首先使用 Browser 檢查 http://sre-sample-app.example.it/metrics 所的曝露的指標:

從擷圖中可看出來在設定完錯誤率之後指標的標籤標示也開始出現 {code="500"} 的數據:

# TYPE http_request_duration_seconds histogram
http_request_duration_seconds_bucket{code="200",le="0.005"} 277
http_request_duration_seconds_bucket{code="200",le="0.01"} 579
http_request_duration_seconds_bucket{code="200",le="0.025"} 1455
http_request_duration_seconds_bucket{code="200",le="0.05"} 2866
http_request_duration_seconds_bucket{code="200",le="0.1"} 5917
http_request_duration_seconds_bucket{code="200",le="0.25"} 14789
http_request_duration_seconds_bucket{code="200",le="0.5"} 29303
http_request_duration_seconds_bucket{code="200",le="1"} 58529
http_request_duration_seconds_bucket{code="200",le="2.5"} 58529
http_request_duration_seconds_bucket{code="200",le="5"} 58529
http_request_duration_seconds_bucket{code="200",le="10"} 58529
http_request_duration_seconds_bucket{code="200",le="+Inf"} 58529
http_request_duration_seconds_sum{code="200"} 29254.174739043672
http_request_duration_seconds_count{code="200"} 58529
http_request_duration_seconds_bucket{code="500",le="0.005"} 23
http_request_duration_seconds_bucket{code="500",le="0.01"} 23
http_request_duration_seconds_bucket{code="500",le="0.025"} 23
http_request_duration_seconds_bucket{code="500",le="0.05"} 23
http_request_duration_seconds_bucket{code="500",le="0.1"} 23
http_request_duration_seconds_bucket{code="500",le="0.25"} 23
http_request_duration_seconds_bucket{code="500",le="0.5"} 23
http_request_duration_seconds_bucket{code="500",le="1"} 23
http_request_duration_seconds_bucket{code="500",le="2.5"} 23
http_request_duration_seconds_bucket{code="500",le="5"} 23
http_request_duration_seconds_bucket{code="500",le="10"} 23
http_request_duration_seconds_bucket{code="500",le="+Inf"} 23
http_request_duration_seconds_sum{code="500"} 0.054308108627554606
http_request_duration_seconds_count{code="500"} 23

3. 設定 SLO

Sloth 提供了在 Kubernetes 宣告 SLO 的 CRD, 詳細內容見: Sloth SLO API and specs

接下來我們使用 Sloth 的 CRD 來定義監控 sre-sample-appAvailabilitySLO: 99.9%:

kubectl apply -f -<<EOF
apiVersion: sloth.slok.dev/v1
kind: PrometheusServiceLevel
metadata:
  name: slo-sre-sample-app
  namespace: monitoring
spec:
  service: "sre-sample-app"
  labels:
    owner: "dxlab"
    repo: "myorg/myservice"
    tier: "2"
  # SLOs are the SLOs of the service.
  slos:
    # We allow failing (5xx and 429) 1 request every 1000 requests (99.9%).
    - name: "requests-availability"
      objective: 99.9
      description: "Common SLO based on availability for HTTP request responses."
      sli:
        events:
          # ErrorQuery is a Prometheus query that will get the number/count of events
          # that we consider that are bad for the SLO (e.g "http 5xx", "latency > 250ms"...).
          # Requires the usage of `{{.window}}` template variable.
          errorQuery: sum(rate(http_request_duration_seconds_count{job="sre-sample-app",code=~"(5..|429)"}[{{.window}}]))
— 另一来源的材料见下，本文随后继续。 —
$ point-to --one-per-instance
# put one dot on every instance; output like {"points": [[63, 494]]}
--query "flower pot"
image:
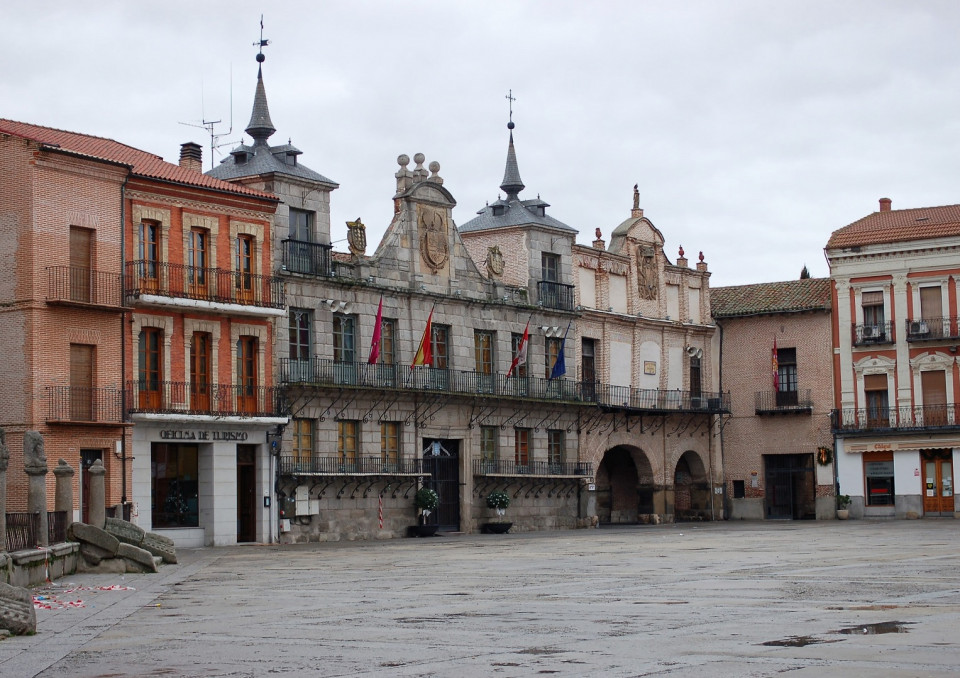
{"points": [[496, 528]]}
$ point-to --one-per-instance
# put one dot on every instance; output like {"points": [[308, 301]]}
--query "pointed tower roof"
{"points": [[512, 183], [260, 126]]}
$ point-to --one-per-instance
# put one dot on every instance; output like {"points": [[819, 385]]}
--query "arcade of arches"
{"points": [[628, 493]]}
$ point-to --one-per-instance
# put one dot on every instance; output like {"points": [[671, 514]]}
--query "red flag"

          # TotalQuery is a Prometheus query that will get the total number/count of events
          # for the SLO (e.g "all http requests"...).
          # Requires the usage of `{{.window}}` template variable.
          totalQuery: sum(rate(http_request_duration_seconds_count{job="sre-sample-app"}[{{.window}}]))
      alerting:
        name: SreSampleAppHighErrorRate
        labels:
          category: "availability"
        annotations:
          # Overwrite default Sloth SLO alert summmary on ticket and page alerts.
          summary: "High error rate on 'sre-sample-app' requests responses"

        # Page alert refers to the critical alert (check multiwindow-multiburn alerts).
        pageAlert:
          labels:
            severity: pageteam
            routing_key: myteam

        # TicketAlert alert refers to the warning alert (check multiwindow-multiburn alerts).
        ticketAlert:
          labels:
            severity: "slack"
            slack_channel: "#alerts-myteam"
EOF

4. 檢視 Sloth 產生的 record rules

Sloth 會根據 SLO 設定的宣告來產生相關的 Prometheus record rules 物件。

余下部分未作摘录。